Pensioners Largest Problem for State Budget – and Kremlin Wants to Cut Their Number, Nalgin Says


Paul Goble

            Staunton, April 5 – The most serious problem the Russian state budget faces is not declining oil prices or corruption or sanctions, Andrey Nalgin says. Rather is it the increasing number of pensioners, a number that the Kremlin is doing everything it can to reduce not only by raising retirement ages but also by other means as well.

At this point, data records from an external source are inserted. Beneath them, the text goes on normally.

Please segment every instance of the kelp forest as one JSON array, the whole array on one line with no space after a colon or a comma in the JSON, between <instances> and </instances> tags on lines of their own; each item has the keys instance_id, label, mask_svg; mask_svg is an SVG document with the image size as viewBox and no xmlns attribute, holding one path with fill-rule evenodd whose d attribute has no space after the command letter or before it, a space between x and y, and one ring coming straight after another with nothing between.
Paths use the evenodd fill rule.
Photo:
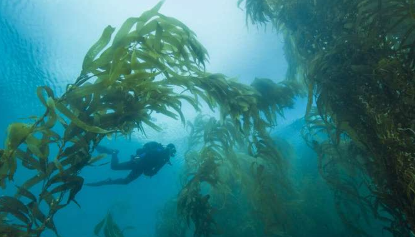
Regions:
<instances>
[{"instance_id":1,"label":"kelp forest","mask_svg":"<svg viewBox=\"0 0 415 237\"><path fill-rule=\"evenodd\" d=\"M82 208L80 172L106 159L96 147L161 131L155 114L188 132L157 237L414 236L415 1L235 2L247 26L284 39L286 78L250 85L207 72L207 50L162 5L106 27L65 92L39 87L43 113L8 126L0 184L15 192L0 196L1 237L65 236L54 217ZM300 99L304 117L281 129ZM18 183L21 172L32 177ZM90 236L131 236L102 218Z\"/></svg>"}]
</instances>

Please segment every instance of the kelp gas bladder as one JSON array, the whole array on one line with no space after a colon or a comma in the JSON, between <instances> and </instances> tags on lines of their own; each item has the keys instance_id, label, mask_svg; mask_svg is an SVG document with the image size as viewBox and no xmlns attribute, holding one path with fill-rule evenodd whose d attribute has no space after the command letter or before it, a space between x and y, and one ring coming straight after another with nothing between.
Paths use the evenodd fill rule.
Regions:
<instances>
[{"instance_id":1,"label":"kelp gas bladder","mask_svg":"<svg viewBox=\"0 0 415 237\"><path fill-rule=\"evenodd\" d=\"M256 149L266 150L266 128L275 124L275 116L268 113L275 108L262 103L261 111L258 103L264 98L255 88L206 73L205 48L183 23L158 13L161 5L129 18L115 35L114 28L105 28L87 52L75 83L60 97L47 86L39 87L45 113L32 117L33 123L9 126L1 150L1 186L13 182L18 160L21 169L36 175L21 184L14 197L4 197L0 203L1 234L39 236L46 228L56 232L53 216L69 203L77 203L84 181L80 170L103 158L92 157L97 144L105 136L128 136L134 129L144 133L144 124L160 130L151 120L152 113L184 122L183 101L196 110L200 99L212 109L218 107L222 119L230 117L239 130L259 134L253 140L260 144ZM176 87L183 93L176 92ZM292 98L284 98L278 108L292 105ZM40 193L35 195L36 186ZM46 214L38 208L43 201ZM17 220L6 222L7 216Z\"/></svg>"}]
</instances>

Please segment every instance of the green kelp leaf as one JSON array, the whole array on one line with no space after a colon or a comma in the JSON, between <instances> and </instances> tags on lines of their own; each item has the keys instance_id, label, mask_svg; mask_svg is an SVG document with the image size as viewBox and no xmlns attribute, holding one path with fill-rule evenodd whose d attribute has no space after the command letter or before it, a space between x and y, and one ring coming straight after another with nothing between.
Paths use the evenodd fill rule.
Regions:
<instances>
[{"instance_id":1,"label":"green kelp leaf","mask_svg":"<svg viewBox=\"0 0 415 237\"><path fill-rule=\"evenodd\" d=\"M154 110L157 110L158 113L164 114L174 120L177 120L177 114L170 111L167 107L155 108Z\"/></svg>"},{"instance_id":2,"label":"green kelp leaf","mask_svg":"<svg viewBox=\"0 0 415 237\"><path fill-rule=\"evenodd\" d=\"M181 107L182 107L181 102L178 101L178 103L174 103L174 104L171 103L171 104L169 104L169 106L172 107L179 114L180 121L183 123L183 125L185 125L186 124L186 119L184 118L183 112L181 110Z\"/></svg>"},{"instance_id":3,"label":"green kelp leaf","mask_svg":"<svg viewBox=\"0 0 415 237\"><path fill-rule=\"evenodd\" d=\"M161 6L163 6L163 4L164 4L164 0L157 3L150 10L145 11L143 14L141 14L140 20L144 22L148 21L151 17L153 17L154 15L158 13L158 11L160 10Z\"/></svg>"},{"instance_id":4,"label":"green kelp leaf","mask_svg":"<svg viewBox=\"0 0 415 237\"><path fill-rule=\"evenodd\" d=\"M114 38L114 44L117 47L117 44L121 43L123 39L129 37L129 32L133 28L134 24L136 25L136 32L133 32L133 36L137 39L137 36L147 35L150 32L155 30L154 25L157 23L155 20L150 21L147 23L152 17L156 16L157 12L160 10L163 2L159 2L156 6L154 6L151 10L144 12L140 17L132 17L127 19L123 25L121 26L120 30L117 32ZM154 22L154 23L153 23ZM147 23L147 24L146 24ZM149 26L150 25L150 26Z\"/></svg>"},{"instance_id":5,"label":"green kelp leaf","mask_svg":"<svg viewBox=\"0 0 415 237\"><path fill-rule=\"evenodd\" d=\"M53 95L53 91L52 91L52 89L50 88L50 87L48 87L48 86L39 86L37 89L36 89L36 94L37 94L37 97L39 98L39 100L40 100L40 102L45 106L45 107L47 107L48 105L47 105L47 100L45 99L45 97L43 96L43 92L46 92L46 95L47 95L47 98L49 98L49 97L51 97L52 99L54 99L55 97L54 97L54 95Z\"/></svg>"},{"instance_id":6,"label":"green kelp leaf","mask_svg":"<svg viewBox=\"0 0 415 237\"><path fill-rule=\"evenodd\" d=\"M134 24L136 24L140 20L139 17L130 17L128 18L117 31L117 34L114 37L113 45L117 45L123 38L125 38L128 33L130 33L131 29L133 28ZM117 47L117 46L116 46Z\"/></svg>"},{"instance_id":7,"label":"green kelp leaf","mask_svg":"<svg viewBox=\"0 0 415 237\"><path fill-rule=\"evenodd\" d=\"M96 236L99 236L99 232L101 232L102 227L104 226L105 222L106 222L107 218L105 217L104 219L102 219L94 228L94 234Z\"/></svg>"},{"instance_id":8,"label":"green kelp leaf","mask_svg":"<svg viewBox=\"0 0 415 237\"><path fill-rule=\"evenodd\" d=\"M164 0L157 3L153 8L149 10L149 12L152 12L152 14L156 14L160 11L161 6L163 6ZM144 14L143 14L144 15Z\"/></svg>"},{"instance_id":9,"label":"green kelp leaf","mask_svg":"<svg viewBox=\"0 0 415 237\"><path fill-rule=\"evenodd\" d=\"M158 21L156 19L151 20L147 24L145 24L140 31L137 32L139 36L146 36L149 35L152 32L155 32L157 30Z\"/></svg>"},{"instance_id":10,"label":"green kelp leaf","mask_svg":"<svg viewBox=\"0 0 415 237\"><path fill-rule=\"evenodd\" d=\"M190 39L189 44L191 48L190 53L193 56L193 60L195 62L201 63L203 67L205 67L205 62L208 61L207 58L209 56L206 48L198 43L195 39Z\"/></svg>"},{"instance_id":11,"label":"green kelp leaf","mask_svg":"<svg viewBox=\"0 0 415 237\"><path fill-rule=\"evenodd\" d=\"M32 125L26 123L12 123L7 128L6 152L16 149L32 132Z\"/></svg>"},{"instance_id":12,"label":"green kelp leaf","mask_svg":"<svg viewBox=\"0 0 415 237\"><path fill-rule=\"evenodd\" d=\"M56 109L55 101L53 100L52 97L48 97L48 99L46 100L46 105L48 108L48 115L47 115L48 120L43 126L36 128L35 129L36 131L51 129L52 127L55 126L56 121L58 119L58 116L56 115L56 111L55 111Z\"/></svg>"},{"instance_id":13,"label":"green kelp leaf","mask_svg":"<svg viewBox=\"0 0 415 237\"><path fill-rule=\"evenodd\" d=\"M199 103L196 97L188 95L180 95L180 99L187 101L196 111L200 111Z\"/></svg>"},{"instance_id":14,"label":"green kelp leaf","mask_svg":"<svg viewBox=\"0 0 415 237\"><path fill-rule=\"evenodd\" d=\"M105 49L102 52L102 54L99 55L99 57L91 63L91 66L89 67L89 72L99 76L97 82L102 80L100 78L107 77L105 73L107 73L111 68L112 59L114 57L114 51L115 50L113 47Z\"/></svg>"},{"instance_id":15,"label":"green kelp leaf","mask_svg":"<svg viewBox=\"0 0 415 237\"><path fill-rule=\"evenodd\" d=\"M129 52L122 47L115 50L109 77L102 80L106 87L112 86L124 74L124 65L127 63L128 56L130 56Z\"/></svg>"},{"instance_id":16,"label":"green kelp leaf","mask_svg":"<svg viewBox=\"0 0 415 237\"><path fill-rule=\"evenodd\" d=\"M84 98L85 96L92 95L94 93L101 94L105 89L106 86L100 82L95 82L94 84L85 83L82 86L68 92L66 94L66 98L68 100Z\"/></svg>"},{"instance_id":17,"label":"green kelp leaf","mask_svg":"<svg viewBox=\"0 0 415 237\"><path fill-rule=\"evenodd\" d=\"M180 32L183 32L187 35L190 35L190 36L195 35L195 33L191 29L189 29L189 27L187 27L183 22L177 20L176 18L165 16L161 13L158 13L157 15L160 17L161 22L165 23L163 25L170 24L174 26L171 28L172 29L171 32L178 33L178 31L180 30ZM177 27L180 27L181 29L177 29ZM170 28L169 28L169 31L170 31Z\"/></svg>"},{"instance_id":18,"label":"green kelp leaf","mask_svg":"<svg viewBox=\"0 0 415 237\"><path fill-rule=\"evenodd\" d=\"M149 127L151 127L152 129L154 129L157 132L160 132L160 131L163 130L162 128L160 128L159 126L157 126L156 124L151 122L150 119L148 119L148 118L142 118L142 122L145 123L146 125L148 125Z\"/></svg>"},{"instance_id":19,"label":"green kelp leaf","mask_svg":"<svg viewBox=\"0 0 415 237\"><path fill-rule=\"evenodd\" d=\"M62 113L64 114L66 117L68 117L74 124L76 124L78 127L84 129L85 131L88 132L93 132L93 133L110 133L111 131L96 127L96 126L91 126L88 125L86 123L84 123L83 121L81 121L80 119L78 119L68 108L66 108L62 103L57 103L56 104L56 108Z\"/></svg>"},{"instance_id":20,"label":"green kelp leaf","mask_svg":"<svg viewBox=\"0 0 415 237\"><path fill-rule=\"evenodd\" d=\"M114 33L115 28L107 26L102 32L99 40L88 50L85 55L84 61L82 63L82 73L85 74L87 69L91 66L91 63L97 57L97 55L108 45L111 40L112 33Z\"/></svg>"},{"instance_id":21,"label":"green kelp leaf","mask_svg":"<svg viewBox=\"0 0 415 237\"><path fill-rule=\"evenodd\" d=\"M45 159L45 157L40 150L42 141L40 139L37 139L33 134L29 134L26 138L26 144L27 148L37 157Z\"/></svg>"},{"instance_id":22,"label":"green kelp leaf","mask_svg":"<svg viewBox=\"0 0 415 237\"><path fill-rule=\"evenodd\" d=\"M157 22L157 27L156 27L156 38L154 40L154 49L157 52L161 51L162 48L162 42L161 42L161 36L163 34L163 28L161 27L161 25Z\"/></svg>"},{"instance_id":23,"label":"green kelp leaf","mask_svg":"<svg viewBox=\"0 0 415 237\"><path fill-rule=\"evenodd\" d=\"M138 32L140 32L141 31L141 29L143 28L143 26L145 25L146 23L144 22L144 21L142 21L142 19L140 18L140 20L137 22L137 25L136 25L136 27L135 27L135 31L138 33Z\"/></svg>"}]
</instances>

            This was confirmed four days ago, the economic analyst says, when the Vedomosti newspaper, citing a finance ministry document, reported that “the aging of the population of Russia remains the chief risk for budgetary expenditures despite the increase in the pension age” (vedomosti.ru/economics/articles/2019/04/01/797995-starenie-naselenie).

            Over the next 16 years, Nalgin says, the number of women under 55 and of men under 60 will decline by 2.7 million, with most of this fall off happening in the next five years. Over the same period, the number of Russians over those ages will increase by five million (a-nalgin.livejournal.com/1676886.html reposted at newizv.ru/news/economy/04-04-2019/sbrosit-ballast-kak-gosudarstvo-izbavlyaetsya-ot-starikov).

            Among the measures Russian officials are considering to change these trends, he says, are some taken from the practices of other countries and others dreamed up in Moscow. These strategies include making early retirement more difficult, a gradual reduction in social services for the elderly, and shifting health care to co-pay arrangements.

            The last involves limiting the access of the elderly to state-financed medical assistance. That idea came up two years ago, Nalgin says; but the Kremlin vetoed it because it was concerned about its ratings. Now, however, it isn’t – and so more moves in that direction can be expected this year.

            Given that most pensioners live from pension payment to pension payment now, few of them will be able to pay for such medical expenses. They will simply not be able to. As a result, they will suffer and die earlier, and the Russian regime’s budget problem will be eased by a reduction in the number of pensioners.

            “It is very difficult to call this initiative other than cannibalistic,” the analyst concludes.